La violazione contestata comporterà l’emissione di una sanzione amministrativa compresa tra 1000 e 12000 euro.
Si tratta di un fatto estremamente grave. Ancora una volta assistiamo all’uso di strumenti repressivi che colpiscono chi prende posizione, chi si organizza e chi lotta per i diritti, alimentando un clima di intimidazione nei confronti di chi esercita il diritto al dissenso.
Ricordiamo infatti che quella mobilitazione, lanciata a distanza di pochi giorni dall’omicidio dei quattro lavoratori, ha denunciato a gran voce il sistema politico ed economico che si fonda sullo sfruttamento dei braccianti, rifiutando passerelle e lacrime di coccodrillo della politica e delle istituzioni.
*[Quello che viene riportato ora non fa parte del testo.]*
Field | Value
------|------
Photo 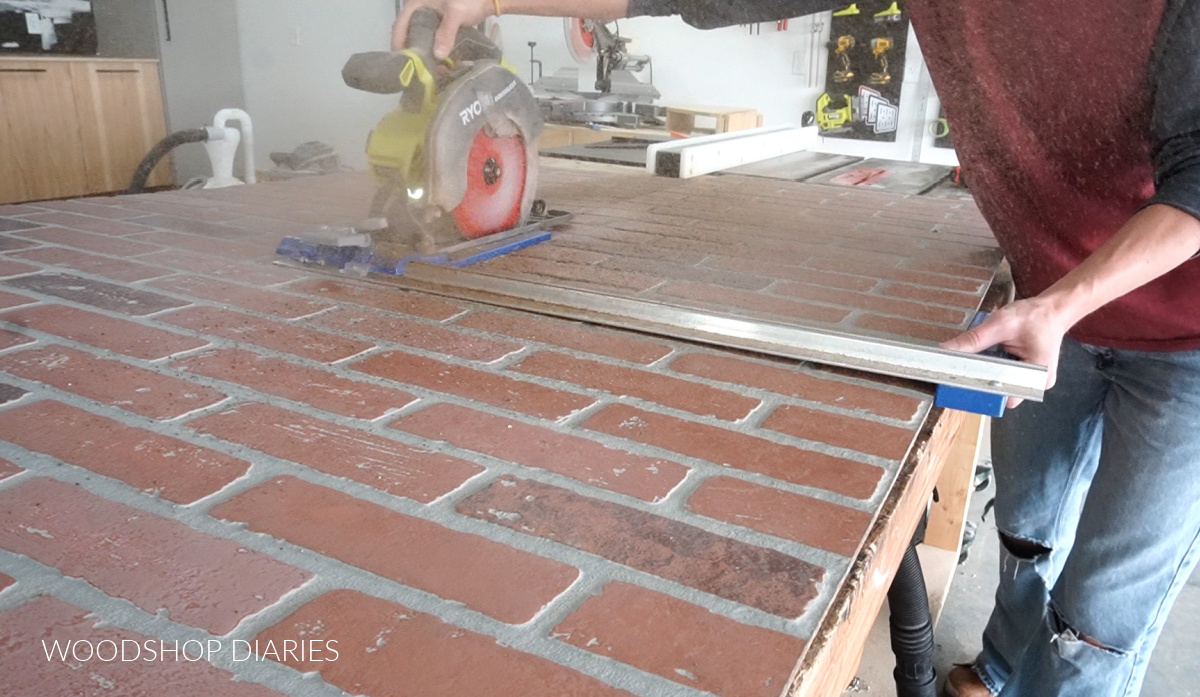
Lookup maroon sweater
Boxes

La vicenda assume contorni ancora più paradossali perché proprio il nostro compagno, attivo in decine di battaglie, non era presente a quella manifestazione.
Ci sorge allora il dubbio che la Digos di Cosenza abbia pescato a caso tra le persone che negli ultimi mesi si sono esposte pubblicamente al fianco del popolo palestinese con il solo obiettivo di punire chi ha osato promuovere un secondo corteo in netta rottura con quello istituzionale, scelta che rivendichiamo e difendiamo con convinzione.
Eppure, oggi, ci troviamo costrettə a impiegare tempo, energie e risorse economiche per difenderci da contestazioni ingiuste e persino fasulle, sottraendo forze a ciò che dovrebbe essere la nostra priorità: difendere i diritti, costruire solidarietà e continuare a denunciare le ingiustizie sociali.
È inaccettabile che i responsabili di questa strage continuano ad arricchirsi indisturbati sulla pelle di lavoratrici e lavoratori, mentre chi si impegna quotidianamente per la giustizia sociale, contro lo sfruttamento sul lavoro, contro il razzismo e al fianco dei popoli oppressi debba trasformarsi in imputato o destinatario di sanzioni, invece di poter continuare liberamente la propria attività politica e sociale.
Ma noi continueremo a stare al nostro posto, dalla parte di quella Calabria che, come ad Amendolara, alza la testa contro lo sfruttamento, per la sanità, contro la guerra, per la difesa della nostra terra!